Lindsay Lohan E*Trade lawsuit reminds us why we all tell lawyer jokes
By now you’ve all heard about the frivolous totally brilliant, amazing lawsuit filed by attorney Stephanie Ovadia on behalf of Lindsay Lohan. “It’s Lindsay” claims that E*Trade’s Super Bowl commercial in which a fat-cheeked talking baby ‘Lindsay’ is portrayed as a milkaholic is allegedly ’subliminally’ about Lohan. So subliminal we didn’t even know it. But up in the front of our minds is the $100 million sought by Lohan.
John Cook asks a good question at Gawker, one that I was thinking about, too:
But the strange thing about the suit is that the lead attorney on the case, Stephanie Ovadia, has done legal work for Michael Lohan in the past, and Michael has repeatedly posted fulsome praise of Ovadia’s legal skills to his Twitter feed as recently as January. Last we checked, Michael was still in the midst of his famous feud with Lindsay—just last week, father and daughter were lobbing tabloid insults at one another, with Lindsay saying she didn’t speak to Michael and calling him “nuts.” So why would she seek out her dad’s lawyer just a few days later to file a $100 million lawsuit? Sure, the high-end Hollywood lawyers that Lindsay has employed in the past wouldn’t be stupid enough to draw up the E*Trade complaint, but surely she could find a bottom-feeding attorney of her own to embarrass themselves for money and attention.
Ovadia didn’t return a phone call and e-mail asking how she got involved in the case and whether she’d ever spoken to Lindsay Lohan about it. And we don’t really know where to go to ask someone from Lindsay’s side about it, considering the fact that her long-time publicist is on a “hiatus.” Her mother Dina Lohan told the New York Post today that Lindsay was outraged by the ad, adding, in a telling use of the first person, “I’m just basically glad I took a stand.” And to to complete the circle, Radar Online quoted Michael Lohan just two days ago saying that he and his ex-wife had reconnected and were “crying to each other” on the phone after he took a heart-related trip to the hospital.
The suit itself got me thinking about my own brief experiences with attorneys who go fishing for money to make. I don’t think they do it so much to actually win in court, or even to settle. I think they do it because even if they don’t get a big fat settlement, they get to take that retainer from their celebrity client, or bill some hours.

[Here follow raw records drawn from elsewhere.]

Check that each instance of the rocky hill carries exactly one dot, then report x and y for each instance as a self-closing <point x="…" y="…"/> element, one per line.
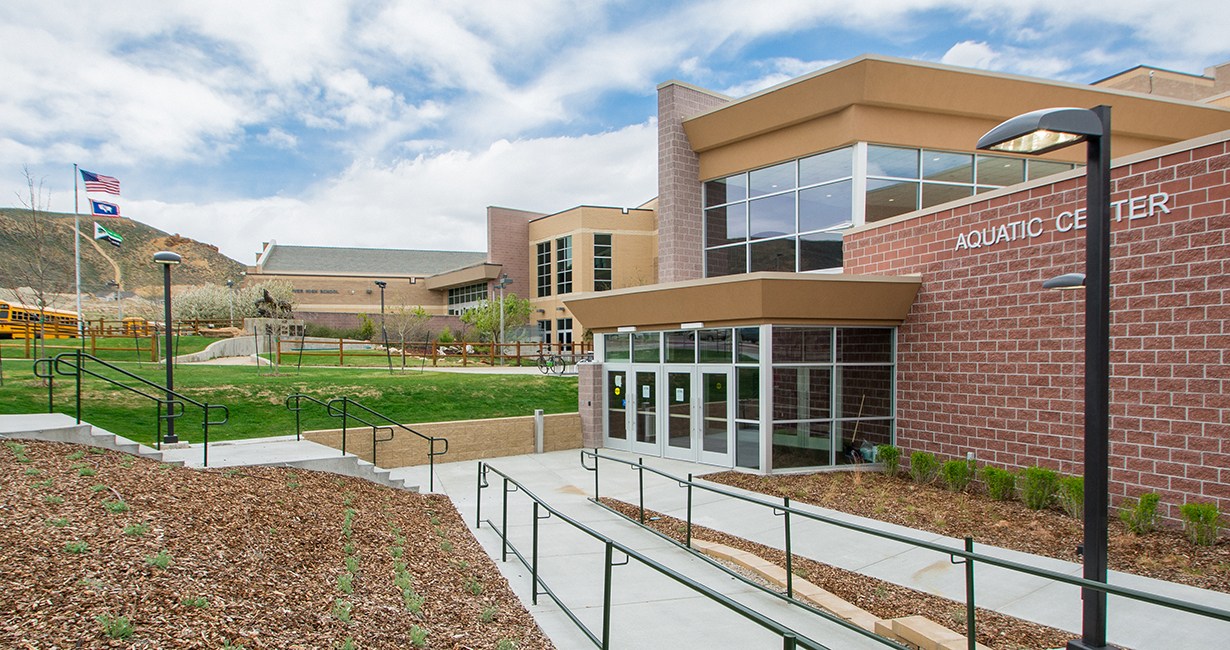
<point x="36" y="250"/>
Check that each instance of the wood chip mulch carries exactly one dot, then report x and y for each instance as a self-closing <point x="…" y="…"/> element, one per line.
<point x="253" y="558"/>
<point x="878" y="597"/>
<point x="1164" y="554"/>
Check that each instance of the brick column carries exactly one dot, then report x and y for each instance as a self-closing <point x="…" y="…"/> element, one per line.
<point x="680" y="227"/>
<point x="589" y="403"/>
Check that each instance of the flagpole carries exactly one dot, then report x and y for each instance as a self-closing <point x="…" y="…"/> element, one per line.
<point x="76" y="251"/>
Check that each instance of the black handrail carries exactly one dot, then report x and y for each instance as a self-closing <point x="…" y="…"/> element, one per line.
<point x="966" y="555"/>
<point x="791" y="639"/>
<point x="431" y="440"/>
<point x="75" y="363"/>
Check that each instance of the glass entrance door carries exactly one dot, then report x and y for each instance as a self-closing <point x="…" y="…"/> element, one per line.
<point x="680" y="421"/>
<point x="646" y="415"/>
<point x="715" y="415"/>
<point x="615" y="436"/>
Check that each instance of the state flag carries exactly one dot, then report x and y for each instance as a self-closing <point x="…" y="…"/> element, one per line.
<point x="97" y="182"/>
<point x="111" y="236"/>
<point x="101" y="208"/>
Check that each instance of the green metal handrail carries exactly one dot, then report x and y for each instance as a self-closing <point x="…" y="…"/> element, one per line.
<point x="174" y="404"/>
<point x="966" y="555"/>
<point x="791" y="639"/>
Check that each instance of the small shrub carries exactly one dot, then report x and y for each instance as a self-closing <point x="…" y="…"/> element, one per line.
<point x="1000" y="483"/>
<point x="891" y="457"/>
<point x="1071" y="495"/>
<point x="418" y="637"/>
<point x="137" y="529"/>
<point x="923" y="467"/>
<point x="1140" y="515"/>
<point x="957" y="474"/>
<point x="1038" y="486"/>
<point x="115" y="627"/>
<point x="342" y="609"/>
<point x="1202" y="522"/>
<point x="161" y="560"/>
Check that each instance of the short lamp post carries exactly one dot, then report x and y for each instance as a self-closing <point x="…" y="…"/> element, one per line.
<point x="384" y="333"/>
<point x="1037" y="133"/>
<point x="167" y="260"/>
<point x="503" y="282"/>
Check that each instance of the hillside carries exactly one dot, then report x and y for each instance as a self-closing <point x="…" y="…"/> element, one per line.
<point x="23" y="240"/>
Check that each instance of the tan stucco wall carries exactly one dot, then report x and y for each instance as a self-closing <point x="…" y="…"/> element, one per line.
<point x="469" y="440"/>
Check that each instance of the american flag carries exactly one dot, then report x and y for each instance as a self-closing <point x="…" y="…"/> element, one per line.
<point x="97" y="182"/>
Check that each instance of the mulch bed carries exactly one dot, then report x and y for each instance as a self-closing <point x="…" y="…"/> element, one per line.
<point x="253" y="559"/>
<point x="882" y="598"/>
<point x="1164" y="554"/>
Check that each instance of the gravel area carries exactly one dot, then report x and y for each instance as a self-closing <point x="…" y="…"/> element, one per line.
<point x="102" y="549"/>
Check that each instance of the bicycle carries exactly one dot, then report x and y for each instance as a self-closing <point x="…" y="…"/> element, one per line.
<point x="549" y="363"/>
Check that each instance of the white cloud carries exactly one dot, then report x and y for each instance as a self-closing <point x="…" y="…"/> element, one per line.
<point x="431" y="201"/>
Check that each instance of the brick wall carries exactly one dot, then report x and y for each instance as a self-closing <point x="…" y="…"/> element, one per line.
<point x="991" y="363"/>
<point x="680" y="236"/>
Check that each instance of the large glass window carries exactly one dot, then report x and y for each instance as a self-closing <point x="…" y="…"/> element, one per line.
<point x="563" y="265"/>
<point x="603" y="271"/>
<point x="544" y="268"/>
<point x="461" y="298"/>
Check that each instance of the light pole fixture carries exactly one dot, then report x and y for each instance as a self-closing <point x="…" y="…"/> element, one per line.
<point x="167" y="260"/>
<point x="384" y="333"/>
<point x="503" y="282"/>
<point x="1037" y="133"/>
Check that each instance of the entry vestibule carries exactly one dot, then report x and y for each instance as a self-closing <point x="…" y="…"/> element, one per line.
<point x="761" y="397"/>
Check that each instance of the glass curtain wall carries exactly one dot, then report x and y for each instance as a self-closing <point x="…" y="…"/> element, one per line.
<point x="790" y="217"/>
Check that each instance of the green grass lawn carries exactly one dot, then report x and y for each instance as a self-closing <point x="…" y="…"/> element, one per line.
<point x="256" y="401"/>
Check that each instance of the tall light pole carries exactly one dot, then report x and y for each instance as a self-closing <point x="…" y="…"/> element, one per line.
<point x="230" y="289"/>
<point x="1037" y="133"/>
<point x="384" y="333"/>
<point x="503" y="282"/>
<point x="167" y="260"/>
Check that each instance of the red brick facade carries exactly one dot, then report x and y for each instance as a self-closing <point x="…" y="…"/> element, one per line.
<point x="990" y="362"/>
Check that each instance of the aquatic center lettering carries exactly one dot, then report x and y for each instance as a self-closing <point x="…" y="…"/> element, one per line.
<point x="1132" y="208"/>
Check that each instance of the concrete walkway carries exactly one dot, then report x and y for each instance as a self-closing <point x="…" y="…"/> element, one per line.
<point x="572" y="565"/>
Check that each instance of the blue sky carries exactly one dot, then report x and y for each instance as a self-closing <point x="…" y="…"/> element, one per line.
<point x="396" y="123"/>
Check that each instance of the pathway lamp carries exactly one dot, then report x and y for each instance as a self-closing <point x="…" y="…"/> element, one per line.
<point x="1037" y="133"/>
<point x="167" y="260"/>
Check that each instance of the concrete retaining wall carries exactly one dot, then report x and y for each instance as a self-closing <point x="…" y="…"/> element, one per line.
<point x="469" y="440"/>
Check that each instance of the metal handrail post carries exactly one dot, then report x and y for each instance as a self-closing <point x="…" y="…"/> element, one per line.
<point x="607" y="598"/>
<point x="534" y="559"/>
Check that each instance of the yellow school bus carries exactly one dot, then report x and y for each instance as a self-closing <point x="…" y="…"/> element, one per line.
<point x="23" y="321"/>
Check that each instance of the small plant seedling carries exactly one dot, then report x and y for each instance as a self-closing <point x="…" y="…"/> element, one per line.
<point x="418" y="637"/>
<point x="137" y="529"/>
<point x="488" y="613"/>
<point x="161" y="560"/>
<point x="342" y="609"/>
<point x="115" y="627"/>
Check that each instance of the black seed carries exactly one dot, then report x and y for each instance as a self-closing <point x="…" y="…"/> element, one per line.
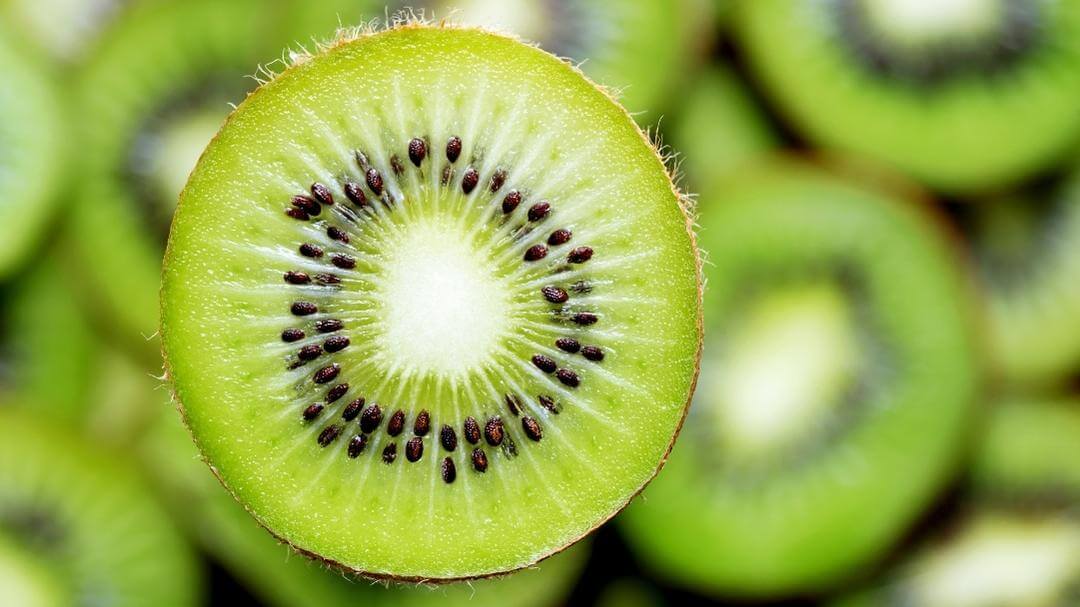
<point x="494" y="432"/>
<point x="355" y="193"/>
<point x="374" y="180"/>
<point x="514" y="404"/>
<point x="448" y="437"/>
<point x="307" y="204"/>
<point x="352" y="409"/>
<point x="390" y="453"/>
<point x="312" y="410"/>
<point x="554" y="294"/>
<point x="548" y="403"/>
<point x="580" y="255"/>
<point x="336" y="392"/>
<point x="472" y="430"/>
<point x="584" y="319"/>
<point x="322" y="193"/>
<point x="343" y="261"/>
<point x="309" y="250"/>
<point x="568" y="345"/>
<point x="422" y="423"/>
<point x="454" y="149"/>
<point x="531" y="428"/>
<point x="414" y="448"/>
<point x="356" y="445"/>
<point x="480" y="460"/>
<point x="559" y="237"/>
<point x="417" y="150"/>
<point x="568" y="377"/>
<point x="543" y="363"/>
<point x="511" y="201"/>
<point x="370" y="418"/>
<point x="337" y="233"/>
<point x="449" y="472"/>
<point x="326" y="374"/>
<point x="328" y="434"/>
<point x="536" y="253"/>
<point x="336" y="344"/>
<point x="328" y="325"/>
<point x="297" y="278"/>
<point x="539" y="211"/>
<point x="470" y="179"/>
<point x="396" y="423"/>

This is because in 2008, a publication I was working at was contacted by an English attorney working for a billionaire of Arab extraction who I shall not name. The letter ordered the removal of an article I had written from the web about said billionaire and his alleged ties to a certain presidential candidate in our last electoral cycle. The attorney alleged that I had libeled this billionaire, and threatened suit under British libel law, which is broken and stupid because it makes journalists guilty until they prove themselves innocent. What was so astonishing about the letter was how many times it included the construction that what I had written implied certain disparagements against the billionaire. Not that I had knowingly written false things, but that I had implied false things. Also, the letter clearly had been copied and pasted from earlier letters sent to other outlets who had written related stories that included statements we did not make.
All in all, it was attorney amateur hour from across the pond. We laughed off the letter, stood our ground, and the lawyer went away, and never came back. The article sits there to this day on the website.

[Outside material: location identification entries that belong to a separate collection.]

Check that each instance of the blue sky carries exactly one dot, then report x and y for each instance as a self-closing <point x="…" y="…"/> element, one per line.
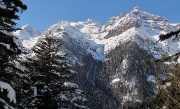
<point x="41" y="14"/>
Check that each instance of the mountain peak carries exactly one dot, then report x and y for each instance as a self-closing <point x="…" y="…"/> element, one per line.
<point x="136" y="8"/>
<point x="27" y="32"/>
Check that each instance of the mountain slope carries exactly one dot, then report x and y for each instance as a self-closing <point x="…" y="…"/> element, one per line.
<point x="109" y="58"/>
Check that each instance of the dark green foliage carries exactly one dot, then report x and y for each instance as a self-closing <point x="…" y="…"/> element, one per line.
<point x="49" y="72"/>
<point x="10" y="71"/>
<point x="168" y="96"/>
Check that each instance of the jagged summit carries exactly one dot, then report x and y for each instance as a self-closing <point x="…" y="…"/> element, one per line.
<point x="93" y="36"/>
<point x="27" y="32"/>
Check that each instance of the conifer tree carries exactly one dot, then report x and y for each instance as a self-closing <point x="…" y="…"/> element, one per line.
<point x="168" y="96"/>
<point x="10" y="49"/>
<point x="49" y="72"/>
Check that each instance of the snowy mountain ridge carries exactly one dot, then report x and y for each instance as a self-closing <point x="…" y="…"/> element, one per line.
<point x="139" y="26"/>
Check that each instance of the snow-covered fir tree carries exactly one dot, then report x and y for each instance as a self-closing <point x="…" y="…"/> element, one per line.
<point x="50" y="73"/>
<point x="11" y="78"/>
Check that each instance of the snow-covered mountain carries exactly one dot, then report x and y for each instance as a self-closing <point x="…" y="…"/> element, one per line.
<point x="109" y="57"/>
<point x="28" y="36"/>
<point x="98" y="39"/>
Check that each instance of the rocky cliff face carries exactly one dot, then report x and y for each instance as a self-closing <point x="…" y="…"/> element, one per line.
<point x="110" y="58"/>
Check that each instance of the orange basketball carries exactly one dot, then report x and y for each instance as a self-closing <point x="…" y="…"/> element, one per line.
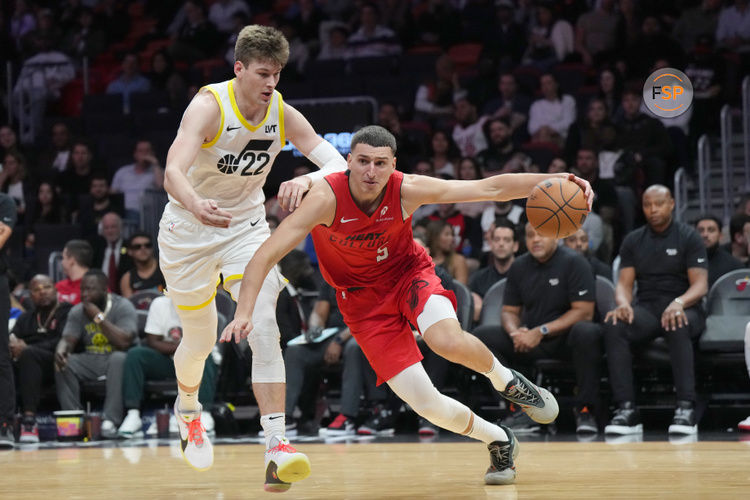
<point x="556" y="208"/>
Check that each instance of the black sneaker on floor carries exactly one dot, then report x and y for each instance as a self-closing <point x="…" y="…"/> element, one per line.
<point x="519" y="422"/>
<point x="7" y="439"/>
<point x="683" y="421"/>
<point x="502" y="469"/>
<point x="536" y="401"/>
<point x="380" y="423"/>
<point x="626" y="420"/>
<point x="585" y="421"/>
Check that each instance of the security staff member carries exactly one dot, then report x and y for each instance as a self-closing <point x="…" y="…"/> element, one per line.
<point x="7" y="387"/>
<point x="668" y="259"/>
<point x="547" y="311"/>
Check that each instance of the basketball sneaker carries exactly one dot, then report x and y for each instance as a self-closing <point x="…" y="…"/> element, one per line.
<point x="585" y="421"/>
<point x="537" y="402"/>
<point x="341" y="426"/>
<point x="626" y="420"/>
<point x="284" y="465"/>
<point x="683" y="421"/>
<point x="29" y="431"/>
<point x="194" y="443"/>
<point x="502" y="469"/>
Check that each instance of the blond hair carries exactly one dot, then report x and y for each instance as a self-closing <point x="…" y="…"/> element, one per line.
<point x="261" y="43"/>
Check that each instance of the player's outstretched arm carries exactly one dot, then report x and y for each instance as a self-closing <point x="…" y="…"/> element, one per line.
<point x="421" y="190"/>
<point x="199" y="124"/>
<point x="318" y="207"/>
<point x="316" y="149"/>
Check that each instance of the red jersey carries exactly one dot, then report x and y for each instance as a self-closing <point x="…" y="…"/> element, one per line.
<point x="358" y="250"/>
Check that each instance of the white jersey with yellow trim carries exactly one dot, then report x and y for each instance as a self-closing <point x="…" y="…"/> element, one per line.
<point x="232" y="168"/>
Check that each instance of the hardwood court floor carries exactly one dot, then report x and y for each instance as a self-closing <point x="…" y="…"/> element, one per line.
<point x="388" y="470"/>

What was really happening here was that this billionaire’s attorney was making work for himself to justify the billing of hours, or the retention of a lucrative annual retainer. The attorney knew that he wasn’t going to get a rich cash settlement from us – he probably even knew that we didn’t have any cash to settle with. He was just making sure that his client knew that he was doing something on his behalf.
I think that’s probably what’s happening here with Ovadia and whichever member of Lindsay Lohan’s family she’s actually representing in this farcical lawsuit against E*Trade. What Ovadia called a subliminal swipe at Lohan is actually her subliminal plea to keep getting a meal ticket from the Lohan clan.